A jury found Henry Adolph Busch guilty or murder in the first degree in one count, guilty of murder in the second degree in each of two additional counts, and guilty of assault with intent to commit murder as charged in a fourth count. The jury fixed the penalty at death as to the count of first degree murder, and as to each of the other counts defendant was sentenced to imprisonment for the term prescribed by law, sentences to run concurrently. Defendant's motions for a new trial and to reduce sentence as to the count of first degree murder were denied. The appeal is automatic. (Penn.Code, s 1239, subd. (b).)

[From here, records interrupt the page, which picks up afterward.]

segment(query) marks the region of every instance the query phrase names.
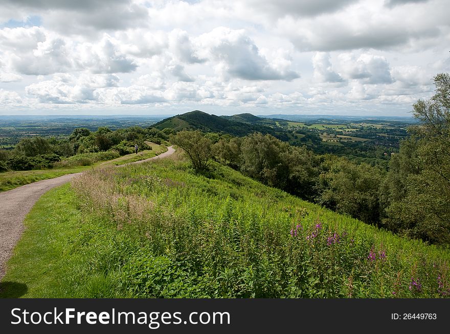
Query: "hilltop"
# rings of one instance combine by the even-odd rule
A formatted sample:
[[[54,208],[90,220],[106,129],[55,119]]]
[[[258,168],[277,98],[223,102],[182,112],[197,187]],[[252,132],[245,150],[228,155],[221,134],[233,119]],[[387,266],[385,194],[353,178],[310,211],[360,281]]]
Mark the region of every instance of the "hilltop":
[[[208,178],[195,175],[176,157],[92,170],[72,187],[44,195],[25,225],[5,280],[26,284],[26,297],[447,293],[448,250],[393,235],[218,164]]]
[[[153,127],[159,130],[168,128],[175,131],[199,130],[204,132],[224,133],[239,136],[255,131],[264,134],[274,133],[272,128],[259,122],[266,123],[267,121],[251,114],[219,117],[194,110],[163,120]]]

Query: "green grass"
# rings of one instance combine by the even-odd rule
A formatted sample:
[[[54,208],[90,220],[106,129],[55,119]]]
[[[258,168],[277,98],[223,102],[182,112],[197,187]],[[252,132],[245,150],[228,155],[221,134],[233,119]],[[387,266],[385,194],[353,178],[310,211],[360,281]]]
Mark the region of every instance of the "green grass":
[[[66,174],[82,172],[91,167],[91,166],[85,166],[69,169],[5,172],[0,173],[0,192],[11,190],[21,185],[32,183],[41,180],[53,179]]]
[[[108,161],[115,165],[120,165],[128,162],[144,160],[151,158],[155,155],[166,152],[167,150],[164,145],[158,145],[153,143],[149,143],[152,150],[141,152],[139,154],[128,154],[120,158],[117,158]],[[85,155],[86,155],[85,154]],[[74,156],[72,160],[76,160],[78,157]],[[92,162],[92,160],[91,161]],[[58,176],[70,174],[74,173],[83,172],[92,167],[97,167],[103,165],[105,162],[98,161],[84,166],[75,165],[65,168],[54,168],[49,170],[36,170],[33,171],[11,171],[0,173],[0,192],[5,192],[21,185],[32,183],[33,182],[53,179]]]
[[[196,175],[174,158],[110,166],[47,193],[0,297],[435,298],[450,289],[448,250],[213,169]]]
[[[128,154],[118,159],[108,161],[108,163],[111,163],[116,165],[125,164],[125,163],[129,163],[130,162],[134,162],[152,158],[167,151],[167,147],[165,145],[158,145],[152,144],[150,146],[152,148],[151,150],[146,150],[138,152],[137,154]]]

Defendant lived alone in an apartment in Los Angeles, is 29 years of age and has no prior criminal record. He was regularly employed in an optical factory, and on occasions had coffee prior to commencing the day's work with a fellow employee, Mrs. Magdalena A. Parra. On the morning of September 6, 1960, the day following Labor Day, the place where defendant went for coffee was closed. He met Mrs. Parra nearby and asked her if she wished to ride in his automobile to another place for coffee. She accepted the invitation. After both were in the automobile defendant attacked Mrs. Parra with his hands, attempting to strangle her. She screamed, fought him off and escaped from the automobile. Defendant tried to start the automobile but flooded the engine. He abandoned his automobile and ran from the scene but was pursued by two truck drivers who caught him. Police officers who arrived at the scene searched defendant and found a knife and a pair of handcuffs on his person.
After defendant was in a police car and on his way to the station, he volunteered that he had killed two other women, both during the preceding week end, and offered to lead the officers to their bodies. While the officers were investigating these crimes, defendant admitted killing a third woman in May of that year. All of the defendant's murder victims were elderly women who had been friendly to him. The following account of the killings is taken in large part from extrajudicial statements and confessions made by defendant to various investigating officers, and from three recorded confessions which were read into evidence at defendant's trial. No impropriety is claimed or appears in connection with receiving the confessions into evidence. Except for details hereinafter noted, the confessions and statements are generally consistent with each other. Defendant did not take the stand as a witness in his own behalf.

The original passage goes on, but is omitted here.